THOMAS E. FAIRCHILD, Circuit Judge,

dissents.

With all respect, I cannot agree with the majority’s disposition of this matter.

We have jurisdiction of this petition for review pursuant to former 8 U.S.C. § 1105a(a)(l). The repeal of that section does not apply to this deportation proceeding, commenced before April 1,1997. IIRIRA § 309(c)(1). Although no court has jurisdiction of a “cause of action or claim” under § 1255a unless the person “attempted to file a complete application and application fee with ... the Service but had the *458application and fee refused,” I do not think that provision deprives us of the power to determine, on petition for review of a deportation order, whether the INS procedure has been sufficient to support the order.

The hearing before the Immigration Judge, March 30, 1993, was full of confusion as to whether Siddiqui had filed an application for legalization or an application for CSS class membership, whatever sort of procedure the latter may be. The significant difference is that there can be judicial review of a denial of the former as part of judicial review of the deportation order. 8 U.S.C. § 1255a(f)(4)(A). Siddiqui’s then attorney told the judge that she was contesting deportation on the ground that he “is an applicant [for legalization] under class membership of CSS v. Meese. ” She referred to two INS file numbers and the judge asked the INS attorney about them. She replied, in part, that “He left the country in April of ’92.” That appeared not to be true. It developed that it was the INS trial attorney’s position that there had been a number of work authorization numbers in Siddiqui’s case, and the INS determined that one of them was an invalid number; that he had applied for “legalization” in June of 1992 and that application was denied by the INS. Later she referred to this as “an application in June ’92 for CSS.” In response to a question from the Immigration Judge about the denial of the “legalization application,” the trial attorney said she had a note of it, but no copy of the denial; that she didn’t have the portion of the file dealing with legalization. The Judge later said to Siddiqui’s attorney, “I’d have to see your authority for that ... for that proposition that the Service cannot bring charges against ... against an alien who had filed an application for legalization which was denied for a CSS class membership.” In a signed decision, entitled “Oral decision of the Immigration Judge,” the Judge referred to the application as an “application for legalization.”

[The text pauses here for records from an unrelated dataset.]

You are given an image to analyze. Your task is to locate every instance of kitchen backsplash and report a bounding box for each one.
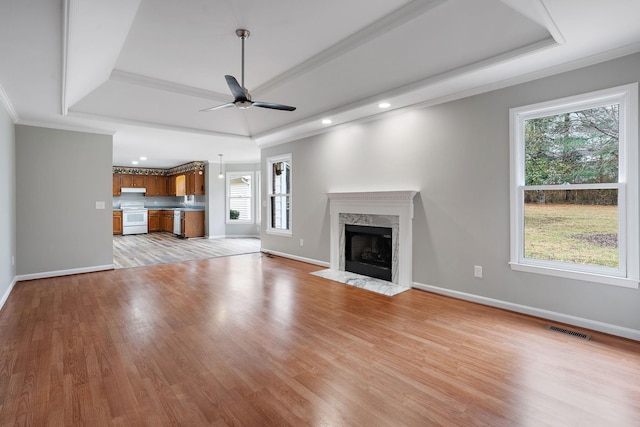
[112,193,206,209]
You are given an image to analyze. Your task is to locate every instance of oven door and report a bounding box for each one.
[122,209,149,234]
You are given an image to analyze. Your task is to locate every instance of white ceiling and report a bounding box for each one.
[0,0,640,167]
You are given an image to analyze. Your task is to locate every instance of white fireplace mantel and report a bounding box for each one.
[327,191,418,287]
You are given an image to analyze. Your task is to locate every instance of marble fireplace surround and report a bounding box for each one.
[327,191,418,287]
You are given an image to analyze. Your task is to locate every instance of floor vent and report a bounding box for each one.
[547,325,591,341]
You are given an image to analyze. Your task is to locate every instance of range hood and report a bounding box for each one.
[120,187,147,193]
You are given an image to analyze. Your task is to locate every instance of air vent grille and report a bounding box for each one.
[547,325,591,341]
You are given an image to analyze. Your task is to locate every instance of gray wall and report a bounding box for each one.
[261,54,640,337]
[0,103,16,300]
[205,163,225,238]
[16,125,113,275]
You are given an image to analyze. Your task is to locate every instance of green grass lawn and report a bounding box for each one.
[524,203,618,268]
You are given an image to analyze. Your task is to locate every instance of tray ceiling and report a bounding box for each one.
[0,0,640,167]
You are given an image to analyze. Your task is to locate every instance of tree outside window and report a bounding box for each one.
[267,154,291,234]
[511,85,638,287]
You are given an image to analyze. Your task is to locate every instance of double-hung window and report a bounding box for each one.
[227,172,254,224]
[510,84,640,288]
[265,154,291,235]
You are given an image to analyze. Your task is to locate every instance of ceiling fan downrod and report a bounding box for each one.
[236,28,251,90]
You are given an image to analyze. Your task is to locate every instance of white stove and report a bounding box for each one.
[120,202,149,234]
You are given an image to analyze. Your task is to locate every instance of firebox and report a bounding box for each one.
[344,224,393,282]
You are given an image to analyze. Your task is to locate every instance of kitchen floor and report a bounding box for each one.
[113,233,260,268]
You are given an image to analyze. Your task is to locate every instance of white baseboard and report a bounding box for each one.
[16,264,115,282]
[413,282,640,341]
[209,234,260,239]
[0,277,18,310]
[260,248,330,268]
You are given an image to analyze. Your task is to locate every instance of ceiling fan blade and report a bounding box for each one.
[200,102,236,112]
[224,76,248,101]
[253,101,296,111]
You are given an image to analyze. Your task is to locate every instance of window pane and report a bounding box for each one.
[524,189,619,268]
[272,161,291,194]
[229,175,251,197]
[524,104,619,185]
[229,199,251,221]
[271,196,289,230]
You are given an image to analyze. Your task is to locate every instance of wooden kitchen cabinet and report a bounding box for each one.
[186,169,204,196]
[113,211,122,234]
[147,210,163,233]
[180,211,204,237]
[194,169,205,196]
[113,173,122,197]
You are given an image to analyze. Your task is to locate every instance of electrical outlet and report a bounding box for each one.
[473,265,482,279]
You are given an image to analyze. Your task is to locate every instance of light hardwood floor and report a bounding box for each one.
[0,254,640,426]
[113,233,260,268]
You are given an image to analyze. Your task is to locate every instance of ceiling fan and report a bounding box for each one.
[200,29,296,111]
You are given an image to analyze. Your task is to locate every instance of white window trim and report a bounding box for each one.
[225,171,256,224]
[509,83,640,289]
[262,153,293,237]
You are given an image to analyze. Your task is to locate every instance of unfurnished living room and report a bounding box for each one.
[0,0,640,426]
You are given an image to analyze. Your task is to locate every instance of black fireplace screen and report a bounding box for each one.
[344,224,393,282]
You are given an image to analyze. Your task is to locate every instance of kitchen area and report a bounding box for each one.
[112,162,206,239]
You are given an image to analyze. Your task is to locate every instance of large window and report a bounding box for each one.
[265,154,291,235]
[227,172,254,224]
[510,84,639,288]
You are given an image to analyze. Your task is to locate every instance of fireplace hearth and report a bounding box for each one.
[327,191,417,288]
[345,224,393,282]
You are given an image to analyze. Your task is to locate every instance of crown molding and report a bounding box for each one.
[252,0,448,97]
[16,120,116,136]
[0,85,20,123]
[68,110,251,141]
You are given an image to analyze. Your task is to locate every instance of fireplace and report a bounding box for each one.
[344,224,393,282]
[327,191,417,287]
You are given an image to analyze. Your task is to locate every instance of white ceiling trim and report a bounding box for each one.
[253,38,640,149]
[61,0,142,115]
[535,0,567,44]
[16,120,116,136]
[0,85,20,123]
[252,0,448,97]
[109,69,229,102]
[253,37,557,147]
[60,0,71,116]
[68,110,251,141]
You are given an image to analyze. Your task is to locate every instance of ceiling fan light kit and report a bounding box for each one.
[200,28,296,111]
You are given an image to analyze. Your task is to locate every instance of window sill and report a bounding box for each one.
[509,262,638,289]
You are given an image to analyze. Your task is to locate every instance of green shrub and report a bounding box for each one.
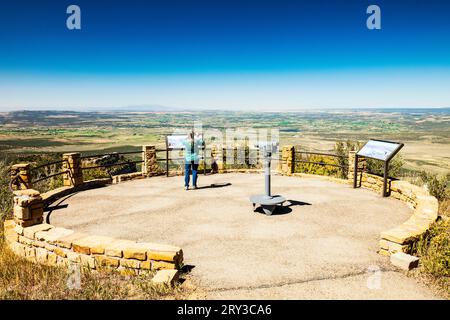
[0,160,13,220]
[295,155,342,176]
[417,219,450,286]
[366,155,403,178]
[419,171,450,201]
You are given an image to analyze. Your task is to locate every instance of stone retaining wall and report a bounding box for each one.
[4,220,183,275]
[4,175,183,275]
[4,146,438,274]
[280,147,439,256]
[379,181,439,256]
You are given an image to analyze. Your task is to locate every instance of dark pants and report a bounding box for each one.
[184,163,198,187]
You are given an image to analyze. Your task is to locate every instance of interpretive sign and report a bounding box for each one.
[167,134,187,150]
[353,140,404,197]
[357,140,403,161]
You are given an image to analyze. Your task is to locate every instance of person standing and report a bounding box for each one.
[183,131,203,190]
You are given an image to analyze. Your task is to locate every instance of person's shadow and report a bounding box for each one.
[255,200,311,216]
[197,182,231,190]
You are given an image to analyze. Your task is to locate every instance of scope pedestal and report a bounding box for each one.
[250,151,286,216]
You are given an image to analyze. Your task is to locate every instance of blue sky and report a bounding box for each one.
[0,0,450,110]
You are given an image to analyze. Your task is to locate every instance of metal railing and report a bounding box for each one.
[30,160,68,184]
[293,151,349,172]
[80,150,144,174]
[156,147,266,177]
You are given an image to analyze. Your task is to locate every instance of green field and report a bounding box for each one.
[0,109,450,173]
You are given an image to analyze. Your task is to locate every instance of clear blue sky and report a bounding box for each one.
[0,0,450,110]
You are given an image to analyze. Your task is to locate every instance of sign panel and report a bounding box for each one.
[357,140,403,161]
[167,134,187,150]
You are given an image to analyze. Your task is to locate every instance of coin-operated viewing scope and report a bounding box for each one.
[250,141,286,215]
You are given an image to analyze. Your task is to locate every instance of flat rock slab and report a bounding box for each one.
[152,270,180,285]
[49,173,440,299]
[391,252,419,270]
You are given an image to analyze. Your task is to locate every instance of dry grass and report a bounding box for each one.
[415,199,450,298]
[0,223,194,300]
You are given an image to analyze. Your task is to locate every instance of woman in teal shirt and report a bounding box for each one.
[183,131,203,190]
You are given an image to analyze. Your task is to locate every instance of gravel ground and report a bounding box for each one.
[49,173,436,299]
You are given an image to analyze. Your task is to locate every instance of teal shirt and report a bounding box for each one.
[183,139,203,163]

Notwithstanding the confusing oral references by both counsel and the court to the nature of the application, I read the Judge’s decision as premised in part on the fact that an application for “legalization” had been denied and in part on his conclusion that the CSS court order would at most prohibit deportation, but not deportation proceedings. In any event, orderly procedure would have required the production of the denial, particularly because the denial could be judicially reviewed “only in the judicial review of an order of deportation.” 8 U.S.C. § 1255a(f)(4)(A).

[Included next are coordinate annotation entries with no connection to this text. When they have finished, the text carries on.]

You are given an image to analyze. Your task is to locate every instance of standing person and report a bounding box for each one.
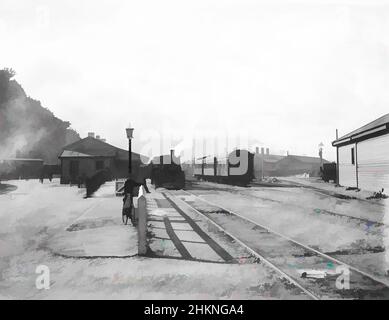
[122,175,150,226]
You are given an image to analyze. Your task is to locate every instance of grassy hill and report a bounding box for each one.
[0,69,80,164]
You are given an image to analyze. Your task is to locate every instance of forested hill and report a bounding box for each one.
[0,69,80,164]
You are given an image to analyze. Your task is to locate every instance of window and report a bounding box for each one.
[351,148,355,164]
[70,160,79,179]
[96,160,104,170]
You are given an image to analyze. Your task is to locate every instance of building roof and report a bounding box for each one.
[255,153,285,163]
[282,154,329,164]
[332,113,389,145]
[59,137,147,163]
[0,158,43,162]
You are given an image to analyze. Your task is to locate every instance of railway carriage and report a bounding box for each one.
[194,149,254,185]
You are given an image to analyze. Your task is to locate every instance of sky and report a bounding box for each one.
[0,0,389,160]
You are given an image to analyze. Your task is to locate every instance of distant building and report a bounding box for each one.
[332,114,389,191]
[254,148,285,179]
[59,134,147,184]
[274,155,329,177]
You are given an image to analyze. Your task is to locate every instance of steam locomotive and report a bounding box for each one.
[194,149,255,186]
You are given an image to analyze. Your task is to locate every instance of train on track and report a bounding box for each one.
[194,149,255,186]
[150,150,185,190]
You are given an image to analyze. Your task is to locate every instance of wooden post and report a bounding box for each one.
[137,186,147,256]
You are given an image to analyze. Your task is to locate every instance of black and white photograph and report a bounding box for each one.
[0,0,389,304]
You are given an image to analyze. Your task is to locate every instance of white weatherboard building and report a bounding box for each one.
[332,114,389,192]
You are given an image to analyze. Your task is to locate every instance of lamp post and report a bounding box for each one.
[126,125,134,175]
[319,142,324,167]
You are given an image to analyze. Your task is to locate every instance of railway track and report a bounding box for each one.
[169,190,389,299]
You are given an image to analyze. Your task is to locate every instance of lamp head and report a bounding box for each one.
[126,128,134,139]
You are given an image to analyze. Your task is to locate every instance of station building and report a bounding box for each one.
[332,114,389,192]
[59,133,148,184]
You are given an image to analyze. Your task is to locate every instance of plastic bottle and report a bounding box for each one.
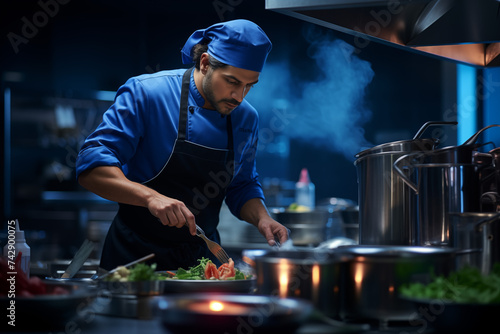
[295,168,316,209]
[3,219,31,278]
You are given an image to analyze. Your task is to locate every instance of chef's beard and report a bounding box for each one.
[202,68,240,115]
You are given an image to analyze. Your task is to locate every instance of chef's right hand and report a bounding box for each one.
[148,195,196,235]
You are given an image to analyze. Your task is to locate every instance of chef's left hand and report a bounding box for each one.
[257,216,289,246]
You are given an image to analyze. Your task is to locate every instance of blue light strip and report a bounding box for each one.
[457,64,477,145]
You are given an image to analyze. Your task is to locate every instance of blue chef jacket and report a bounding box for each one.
[76,69,264,218]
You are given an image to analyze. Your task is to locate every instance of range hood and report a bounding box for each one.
[266,0,500,68]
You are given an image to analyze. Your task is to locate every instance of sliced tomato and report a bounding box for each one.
[218,259,236,280]
[205,262,219,279]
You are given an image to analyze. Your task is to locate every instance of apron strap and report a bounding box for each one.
[177,67,234,161]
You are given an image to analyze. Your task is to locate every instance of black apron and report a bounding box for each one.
[100,68,234,270]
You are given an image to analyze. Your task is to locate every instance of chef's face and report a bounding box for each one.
[203,61,260,115]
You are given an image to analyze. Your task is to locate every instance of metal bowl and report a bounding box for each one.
[0,281,98,332]
[158,294,313,334]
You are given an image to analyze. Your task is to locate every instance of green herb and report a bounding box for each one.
[400,263,500,304]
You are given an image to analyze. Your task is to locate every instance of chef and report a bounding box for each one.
[76,20,288,270]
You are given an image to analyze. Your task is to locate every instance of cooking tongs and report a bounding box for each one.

I note that the counsel who represented Siddiqui before the BIA referred to the application at times as one for legalization and at times as one for class membership. INS counsel, however, referred to it as “his application for legalization.” The BIA decision referred to “his legalization application,” but focused on the proposition that there was no longer a court order protecting the CSS class. The Department of Justice Attorney representing the INS in this court insists that it was an application for class membership in CSS. Respondent’s brief, page 3.

Although Siddiqui was not called to testify, and there was no evidence before the Immigration Judge that Siddiqui had been “front-desked,” we have before us as an attachment to Siddiqui’s motion in this court for stay of deportation his affidavit, dated May 4, 2000, stating as facts that he had been “front-desked” at an INS legalization office in Chicago in December 1987 or January 1988. If these asserted facts be correct, a court is not barred from jurisdiction to hear his claim. See generally Catholic Social Services, Inc. v. INS, 232 F.3d 1139 (9th Cir.2000).

In oral argument the attorney for the INS again asserted that Siddiqui had nev*459er filed a legalization application. He stated his belief that Siddiqui’s front-desking questionnaire has been denied. Asked if the denial could be judicially reviewed, he replied that it could be in a review of a subsequent deportation proceeding. Asked if we could take judicial notice of the denial, he said he would argue that we could not do so because it is a separate proceeding.

I would vacate the order under review in the hope that in further proceedings all the relevant facts could be assembled with clarity.